Le miel qui rend fou

Monts Kaçkar, chaine Pontique

C’est au chapitre 7 du livre 4 de l’Anabase de Xénophon que les Dix-Mille, ayant traversé une partie du Moyen-Orient et de l’Anatolie en territoires hostiles, aperçoivent enfin la Mer Noire de la crête d’une montagne et s’écrient : “Thalassa, thalassa !” (ou plutôt : Θάλαττα, θάλαττα, avec le τ attique). Mais ce n’est encore qu’une vision lointaine et il leur faudra marcher plusieurs jours dans cette région de montagnes avant d’atteindre la mer.
Au cours de ce trajet, ils font halte dans une région agréable où ils observent un phénomène étrange :

Les ruches étaient nombreuses en cet endroit et ceux des soldats qui mangeaient du miel perdaient la tête, vomissaient, avaient la diarrhée et ne pouvaient plus tenir debout.

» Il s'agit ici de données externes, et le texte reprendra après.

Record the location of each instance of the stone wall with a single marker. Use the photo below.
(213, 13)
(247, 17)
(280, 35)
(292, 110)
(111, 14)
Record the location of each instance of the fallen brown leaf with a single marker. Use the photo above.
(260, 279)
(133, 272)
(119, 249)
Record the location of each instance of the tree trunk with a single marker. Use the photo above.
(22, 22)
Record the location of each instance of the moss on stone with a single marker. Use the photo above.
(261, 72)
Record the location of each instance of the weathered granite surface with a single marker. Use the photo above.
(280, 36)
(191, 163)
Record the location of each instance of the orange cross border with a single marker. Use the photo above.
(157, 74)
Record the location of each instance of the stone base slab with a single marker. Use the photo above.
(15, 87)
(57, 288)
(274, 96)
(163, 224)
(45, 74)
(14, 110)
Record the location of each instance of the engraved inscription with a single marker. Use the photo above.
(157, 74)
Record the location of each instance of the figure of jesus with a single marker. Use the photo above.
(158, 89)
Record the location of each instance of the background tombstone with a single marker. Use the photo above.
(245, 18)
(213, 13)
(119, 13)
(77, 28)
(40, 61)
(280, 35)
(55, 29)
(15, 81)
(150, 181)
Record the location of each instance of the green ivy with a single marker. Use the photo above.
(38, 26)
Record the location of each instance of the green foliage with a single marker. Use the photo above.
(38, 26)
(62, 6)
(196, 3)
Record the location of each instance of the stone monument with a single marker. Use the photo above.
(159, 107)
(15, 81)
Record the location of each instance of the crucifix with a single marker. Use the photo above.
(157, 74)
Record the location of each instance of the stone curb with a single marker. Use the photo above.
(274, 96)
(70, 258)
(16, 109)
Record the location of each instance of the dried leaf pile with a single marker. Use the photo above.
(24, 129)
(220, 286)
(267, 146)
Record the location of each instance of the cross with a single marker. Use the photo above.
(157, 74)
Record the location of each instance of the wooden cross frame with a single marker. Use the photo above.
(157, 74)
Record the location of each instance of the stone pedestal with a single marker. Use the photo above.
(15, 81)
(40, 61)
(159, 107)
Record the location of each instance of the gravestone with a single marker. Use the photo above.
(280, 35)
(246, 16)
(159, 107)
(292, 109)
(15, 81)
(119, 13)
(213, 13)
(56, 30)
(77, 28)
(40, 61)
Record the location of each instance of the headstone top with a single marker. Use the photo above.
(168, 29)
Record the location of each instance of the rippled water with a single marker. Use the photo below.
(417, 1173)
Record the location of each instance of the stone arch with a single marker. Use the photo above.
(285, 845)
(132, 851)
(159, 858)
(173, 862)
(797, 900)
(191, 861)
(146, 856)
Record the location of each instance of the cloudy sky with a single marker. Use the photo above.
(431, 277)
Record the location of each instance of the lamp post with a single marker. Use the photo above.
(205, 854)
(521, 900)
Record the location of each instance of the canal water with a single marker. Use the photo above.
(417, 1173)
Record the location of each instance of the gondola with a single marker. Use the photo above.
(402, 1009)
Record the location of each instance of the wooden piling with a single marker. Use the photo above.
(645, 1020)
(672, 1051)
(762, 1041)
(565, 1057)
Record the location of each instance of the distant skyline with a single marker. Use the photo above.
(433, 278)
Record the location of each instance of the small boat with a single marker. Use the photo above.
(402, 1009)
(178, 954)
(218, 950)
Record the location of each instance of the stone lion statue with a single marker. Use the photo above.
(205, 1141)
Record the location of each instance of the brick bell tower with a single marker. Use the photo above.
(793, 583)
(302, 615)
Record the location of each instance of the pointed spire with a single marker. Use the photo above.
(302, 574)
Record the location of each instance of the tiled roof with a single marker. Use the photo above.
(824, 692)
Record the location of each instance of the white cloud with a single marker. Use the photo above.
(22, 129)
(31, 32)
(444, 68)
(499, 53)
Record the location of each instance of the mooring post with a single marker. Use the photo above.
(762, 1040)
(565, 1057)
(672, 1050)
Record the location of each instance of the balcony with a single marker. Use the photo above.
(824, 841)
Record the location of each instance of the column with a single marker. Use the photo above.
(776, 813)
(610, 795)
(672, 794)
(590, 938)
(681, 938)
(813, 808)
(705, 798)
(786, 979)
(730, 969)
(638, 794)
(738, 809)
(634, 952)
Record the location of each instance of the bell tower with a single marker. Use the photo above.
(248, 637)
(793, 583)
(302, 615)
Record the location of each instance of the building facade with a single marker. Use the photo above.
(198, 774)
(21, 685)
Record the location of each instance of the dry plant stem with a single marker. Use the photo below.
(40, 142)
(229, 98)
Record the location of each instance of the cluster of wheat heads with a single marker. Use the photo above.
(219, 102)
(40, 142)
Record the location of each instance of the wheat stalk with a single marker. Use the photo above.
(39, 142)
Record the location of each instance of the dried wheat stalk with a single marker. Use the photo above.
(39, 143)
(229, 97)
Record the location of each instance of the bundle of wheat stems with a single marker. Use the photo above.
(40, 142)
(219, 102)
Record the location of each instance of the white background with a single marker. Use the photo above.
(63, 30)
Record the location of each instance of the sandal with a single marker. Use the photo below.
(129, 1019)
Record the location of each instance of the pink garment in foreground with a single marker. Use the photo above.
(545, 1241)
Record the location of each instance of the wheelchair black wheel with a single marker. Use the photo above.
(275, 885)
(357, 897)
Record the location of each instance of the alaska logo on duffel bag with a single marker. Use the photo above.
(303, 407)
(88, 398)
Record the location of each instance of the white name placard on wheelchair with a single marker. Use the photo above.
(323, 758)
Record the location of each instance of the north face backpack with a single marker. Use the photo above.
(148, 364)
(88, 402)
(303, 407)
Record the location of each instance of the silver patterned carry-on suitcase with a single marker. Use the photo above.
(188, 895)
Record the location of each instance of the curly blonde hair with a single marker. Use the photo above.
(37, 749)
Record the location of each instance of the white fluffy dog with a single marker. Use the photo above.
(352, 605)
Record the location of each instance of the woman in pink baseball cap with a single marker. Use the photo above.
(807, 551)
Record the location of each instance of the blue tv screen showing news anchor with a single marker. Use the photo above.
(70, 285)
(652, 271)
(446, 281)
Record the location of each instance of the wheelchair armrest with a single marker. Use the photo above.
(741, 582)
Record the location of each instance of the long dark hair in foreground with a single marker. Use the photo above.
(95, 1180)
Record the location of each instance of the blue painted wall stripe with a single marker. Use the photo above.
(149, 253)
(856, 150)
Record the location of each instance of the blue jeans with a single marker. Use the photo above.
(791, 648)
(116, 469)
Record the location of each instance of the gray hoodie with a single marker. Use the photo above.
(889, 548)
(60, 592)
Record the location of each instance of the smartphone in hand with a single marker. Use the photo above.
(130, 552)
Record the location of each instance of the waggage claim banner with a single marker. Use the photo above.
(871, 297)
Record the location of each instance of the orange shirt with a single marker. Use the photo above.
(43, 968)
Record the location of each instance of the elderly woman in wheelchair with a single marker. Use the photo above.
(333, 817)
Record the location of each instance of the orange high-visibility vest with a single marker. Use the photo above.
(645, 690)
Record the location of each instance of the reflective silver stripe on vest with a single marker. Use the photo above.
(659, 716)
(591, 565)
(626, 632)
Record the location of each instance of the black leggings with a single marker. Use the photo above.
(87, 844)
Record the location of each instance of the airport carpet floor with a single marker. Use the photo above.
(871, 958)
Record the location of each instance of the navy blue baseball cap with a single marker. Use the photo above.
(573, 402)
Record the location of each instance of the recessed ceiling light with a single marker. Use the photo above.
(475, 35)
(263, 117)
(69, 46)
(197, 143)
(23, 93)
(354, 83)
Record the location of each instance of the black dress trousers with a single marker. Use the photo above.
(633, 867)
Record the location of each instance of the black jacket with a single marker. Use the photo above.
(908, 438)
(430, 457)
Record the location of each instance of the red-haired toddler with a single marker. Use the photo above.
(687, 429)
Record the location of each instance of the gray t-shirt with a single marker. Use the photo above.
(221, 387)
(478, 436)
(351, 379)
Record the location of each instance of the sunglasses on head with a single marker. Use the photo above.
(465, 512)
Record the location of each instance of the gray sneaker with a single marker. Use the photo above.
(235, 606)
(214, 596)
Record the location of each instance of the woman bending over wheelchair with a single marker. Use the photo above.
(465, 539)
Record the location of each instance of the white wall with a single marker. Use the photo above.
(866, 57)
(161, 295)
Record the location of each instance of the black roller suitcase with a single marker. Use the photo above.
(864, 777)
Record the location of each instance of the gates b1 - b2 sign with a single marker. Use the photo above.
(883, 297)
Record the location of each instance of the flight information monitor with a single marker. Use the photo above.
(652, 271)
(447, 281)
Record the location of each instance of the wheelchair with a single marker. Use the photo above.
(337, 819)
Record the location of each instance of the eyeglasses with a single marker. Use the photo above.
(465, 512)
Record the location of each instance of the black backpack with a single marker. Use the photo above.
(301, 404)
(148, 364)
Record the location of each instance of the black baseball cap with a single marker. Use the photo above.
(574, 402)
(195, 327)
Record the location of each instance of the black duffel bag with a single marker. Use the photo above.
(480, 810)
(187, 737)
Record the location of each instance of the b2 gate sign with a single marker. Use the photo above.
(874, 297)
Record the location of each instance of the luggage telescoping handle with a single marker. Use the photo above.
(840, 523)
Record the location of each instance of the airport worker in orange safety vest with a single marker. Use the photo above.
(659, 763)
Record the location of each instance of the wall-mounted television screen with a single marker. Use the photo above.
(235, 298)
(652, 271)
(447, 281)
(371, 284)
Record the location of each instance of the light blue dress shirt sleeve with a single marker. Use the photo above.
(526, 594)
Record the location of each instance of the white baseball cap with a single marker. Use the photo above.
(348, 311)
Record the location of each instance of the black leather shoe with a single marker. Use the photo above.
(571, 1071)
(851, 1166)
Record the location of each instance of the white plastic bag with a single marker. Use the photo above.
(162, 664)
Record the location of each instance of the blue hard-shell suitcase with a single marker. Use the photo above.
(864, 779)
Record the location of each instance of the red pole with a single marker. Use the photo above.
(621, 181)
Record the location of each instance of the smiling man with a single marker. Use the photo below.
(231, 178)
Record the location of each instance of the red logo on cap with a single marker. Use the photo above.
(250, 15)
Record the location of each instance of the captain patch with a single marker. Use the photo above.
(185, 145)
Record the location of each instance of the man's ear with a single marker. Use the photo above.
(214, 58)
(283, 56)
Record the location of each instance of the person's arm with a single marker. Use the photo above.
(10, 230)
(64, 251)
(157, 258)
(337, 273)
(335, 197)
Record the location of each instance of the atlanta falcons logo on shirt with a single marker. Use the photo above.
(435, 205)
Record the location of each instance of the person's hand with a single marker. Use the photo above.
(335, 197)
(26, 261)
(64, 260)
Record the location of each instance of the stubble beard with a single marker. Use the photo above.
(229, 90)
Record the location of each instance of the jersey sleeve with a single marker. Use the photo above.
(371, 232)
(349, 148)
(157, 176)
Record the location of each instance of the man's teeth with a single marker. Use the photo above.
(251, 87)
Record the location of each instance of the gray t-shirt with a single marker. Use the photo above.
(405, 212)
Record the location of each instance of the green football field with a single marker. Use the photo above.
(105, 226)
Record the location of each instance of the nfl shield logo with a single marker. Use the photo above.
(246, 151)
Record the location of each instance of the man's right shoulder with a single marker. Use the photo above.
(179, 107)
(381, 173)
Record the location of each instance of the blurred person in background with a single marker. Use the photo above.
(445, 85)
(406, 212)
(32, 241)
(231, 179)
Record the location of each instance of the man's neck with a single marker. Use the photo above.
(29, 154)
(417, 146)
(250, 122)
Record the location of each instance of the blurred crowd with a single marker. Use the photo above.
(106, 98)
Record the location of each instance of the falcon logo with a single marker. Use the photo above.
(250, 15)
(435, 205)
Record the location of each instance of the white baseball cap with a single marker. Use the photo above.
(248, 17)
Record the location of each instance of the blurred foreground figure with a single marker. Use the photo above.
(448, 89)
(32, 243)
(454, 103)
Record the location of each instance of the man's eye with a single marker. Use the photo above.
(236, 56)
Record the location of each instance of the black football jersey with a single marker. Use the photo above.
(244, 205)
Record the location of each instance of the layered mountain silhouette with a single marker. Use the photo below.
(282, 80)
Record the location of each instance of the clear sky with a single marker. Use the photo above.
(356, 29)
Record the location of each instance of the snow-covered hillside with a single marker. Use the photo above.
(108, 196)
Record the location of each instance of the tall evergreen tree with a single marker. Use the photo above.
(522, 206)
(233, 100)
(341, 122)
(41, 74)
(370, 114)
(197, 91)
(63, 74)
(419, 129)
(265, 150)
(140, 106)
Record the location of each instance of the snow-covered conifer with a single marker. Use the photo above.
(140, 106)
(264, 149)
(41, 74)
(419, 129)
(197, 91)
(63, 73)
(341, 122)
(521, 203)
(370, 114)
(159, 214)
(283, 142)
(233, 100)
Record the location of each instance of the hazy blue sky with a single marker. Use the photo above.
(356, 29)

Ceux qui en avaient peu mangé paraissaient complètement ivres, tandis que ceux qui en avaient mangé beaucoup déliraient et que d’autres semblaient sur le point de mourir.
Ainsi, beaucoup gisaient, donnant l’impression d’une armée en déroute, et l’inquiétude était grande. Mais le lendemain personne n’était mort et à environ la même heure que celle à laquelle ils l’avaient perdu, il retrouvèrent l’esprit. Le troisième et le quatrième jour ils se relevèrent, avec l’allure d’hommes qui auraient été drogués (Anabase, 4.8.20-21).

On lit ceci en se disant : “Bon, encore une anecdote bizarre, comme il y en a tant dans les histoires anciennes”, et on passe à la suite. Elle m’est quand même tout de suite revenue à l’esprit lorsque, le 16 janvier de cette année, dans le journal anglais The Guardian, je suis tombé sur un article intitulé :
Creating a buzz: Turkish beekeepers risk life and limb to make mad honey“. L’article ne parle pas de l’anecdote de Xénophon, mais cite une semblable mésaventure survenue dans la même région à des soldats de Pompée, quelques trois cents ans plus tard, alors qu’ils poursuivaient l’armée de Mithridate.
Il apparaît que sur les pentes de ces montagnes se trouve une espèce de rhododendron (sans doute Rhododendron luteum) dont le nectar contient un puissant neurotoxique, la grayanotoxine, qui se retrouve ainsi dans le miel local. Aujourd’hui encore, des apiculteurs sont spécialisés dans ce miel intéressant à petites doses et qui coûte environ 300 euros le kilo.
Cette région est celle des monts Kaçkar, proche de la ville actuelle de Trabzon, l’ancienne Trébizonde qui, dans la Grèce ancienne, s’appelait Trapezous (Τραπεζοῦς) : c’est là que les Dix-Mille atteignent enfin la Mer Noire et une colonie grecque : les deux histoires se rejoignent donc à deux mille quatre cents ans de distance. Je dois dire que, trouver la solution de l’énigme du “miel qui rend fou” au hasard d’un journal grand public, m’a “soufflé” et a provoqué dans mon cerveau la décharge de je ne sais quelles endorphines : comme l’a dit Faulkner dans un contexte complètement différent, “le passé n’est pas mort, il n’est même pas passé” !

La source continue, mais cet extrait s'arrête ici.